I have 2 “adult” children, my oldest boy and my oldest girl. Thomas and Alyssa. Thomas recently turned 21 this past July and at that age the Board of Ed was no longer responsible for educating him in special ed so Thomas graduated high school. Alyssa is my typical adult child and she’s 19 years old attending college.

Thomas is home this weekend and we went to Target to buy him pajamas and a new comforter for his bed along with a new blanket and a couple of t-shirts. Thomas picked everything out himself and he chose really nice things. He knows what he likes and what he doesn’t like. And there’s no talking him into any thing or any situation. He definitely has a mind of his own and I’m so proud of him for that. While at his residential school Thomas also does a great job in advocating for himself, I’m told by his social worker.

Many times in this past 24 hours that Thomas has been home he’s told me, “I’m a man…an adult…I graduated.” I of course agreed with him no matter how much it pinged at my heart. The past 21 years have literally flown by. I can recall almost every moment of Thomas’ childhood no matter how chaotic and frustrating it was.

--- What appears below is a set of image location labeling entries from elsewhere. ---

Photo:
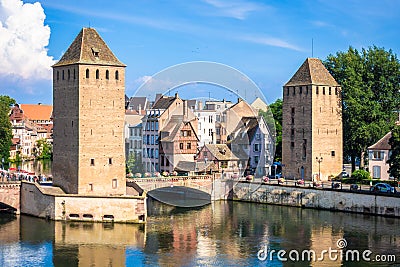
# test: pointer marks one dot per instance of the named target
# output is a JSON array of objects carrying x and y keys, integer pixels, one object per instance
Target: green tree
[
  {"x": 43, "y": 150},
  {"x": 276, "y": 110},
  {"x": 394, "y": 159},
  {"x": 370, "y": 82},
  {"x": 5, "y": 128}
]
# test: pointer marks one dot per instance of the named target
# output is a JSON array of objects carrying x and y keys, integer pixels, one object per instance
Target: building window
[
  {"x": 377, "y": 155},
  {"x": 376, "y": 172}
]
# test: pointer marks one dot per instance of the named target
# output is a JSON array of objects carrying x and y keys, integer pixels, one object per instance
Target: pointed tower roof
[
  {"x": 89, "y": 48},
  {"x": 312, "y": 72}
]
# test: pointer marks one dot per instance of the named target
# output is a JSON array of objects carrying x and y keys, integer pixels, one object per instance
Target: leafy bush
[{"x": 360, "y": 175}]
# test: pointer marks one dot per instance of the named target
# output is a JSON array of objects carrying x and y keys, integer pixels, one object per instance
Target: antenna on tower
[{"x": 312, "y": 47}]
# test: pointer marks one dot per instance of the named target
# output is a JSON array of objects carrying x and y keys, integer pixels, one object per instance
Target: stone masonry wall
[{"x": 317, "y": 198}]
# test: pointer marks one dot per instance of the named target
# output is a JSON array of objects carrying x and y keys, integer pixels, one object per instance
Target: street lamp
[{"x": 319, "y": 160}]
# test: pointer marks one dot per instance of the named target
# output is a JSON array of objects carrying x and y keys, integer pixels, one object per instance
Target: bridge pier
[{"x": 10, "y": 197}]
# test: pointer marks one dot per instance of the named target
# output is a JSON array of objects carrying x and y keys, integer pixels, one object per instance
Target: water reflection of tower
[{"x": 80, "y": 244}]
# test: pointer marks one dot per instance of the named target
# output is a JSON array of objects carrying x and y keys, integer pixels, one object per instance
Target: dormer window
[{"x": 95, "y": 52}]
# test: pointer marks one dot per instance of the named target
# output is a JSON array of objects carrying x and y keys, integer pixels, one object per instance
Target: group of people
[{"x": 7, "y": 176}]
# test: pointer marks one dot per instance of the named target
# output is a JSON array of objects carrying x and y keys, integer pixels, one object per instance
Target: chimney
[{"x": 184, "y": 107}]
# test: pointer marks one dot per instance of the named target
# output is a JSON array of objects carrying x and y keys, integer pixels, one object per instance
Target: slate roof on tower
[
  {"x": 312, "y": 72},
  {"x": 89, "y": 48}
]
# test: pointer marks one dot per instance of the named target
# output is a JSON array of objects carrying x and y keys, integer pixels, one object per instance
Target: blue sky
[{"x": 265, "y": 40}]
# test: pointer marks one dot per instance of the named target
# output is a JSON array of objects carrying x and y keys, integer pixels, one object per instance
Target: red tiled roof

Twenty one years ago I was given this special needs child, this gift and I was terrified up until only a few years ago that I failed him terribly as a parent. Thomas was a wonderful baby, he had such a pleasant disposition and was just great to be around. It wasn’t until was about a year old did the chaos begin with him hitting me and throwing things. I know every parent has to baby proof their house but we had to go above and beyond even with toys because of Thomas’ actions. And things only got worse and more chaotic as he grew older.

It wasn’t until Thomas was 12 years old did we receive his diagnosis of “static encephalopathy”. It means brain damage that won’t get worse but it won’t get better either. Tommy and I felt as though we were punched in the stomach at that time.

Fast forward to today and my son, my grown man of a son is pleasant, has manners and is just an all around “nice” person. I know this is due in part to the residential treatment he received. Making that decision was not easy nor was it what we really wanted to do. But sometimes what you want and what you have to do are polar opposites. The steady, structured environment the residential school provided was what we could not provide and it was exactly what Thomas needed to thrive.

We are currently waiting on the State’s office to approve Thomas moving to a group home. I’m excited for him to move on to the next stage in his life. When the move happens Thomas will have house mates and he’ll attend a program during the day hopefully a vocational program that will allow him to do something constructive. Until then we wait.

I’m so proud of my Thomas. No matter how old he gets he’ll always be “mine”. Don’t get me wrong I know all my children will always be mine but I knew from a very early age with Thomas that he would be always with me. It’s hard to explain but I remember that day distinctly. Thomas was a year and half old and I was leaving a specialist appointment. At that appointment I was told that Thomas would probably need special ed services when he was older. I knew right there and then walking down those stairs at that young age of his that my Thomas would always be just that; mine. And I was right. He is mine.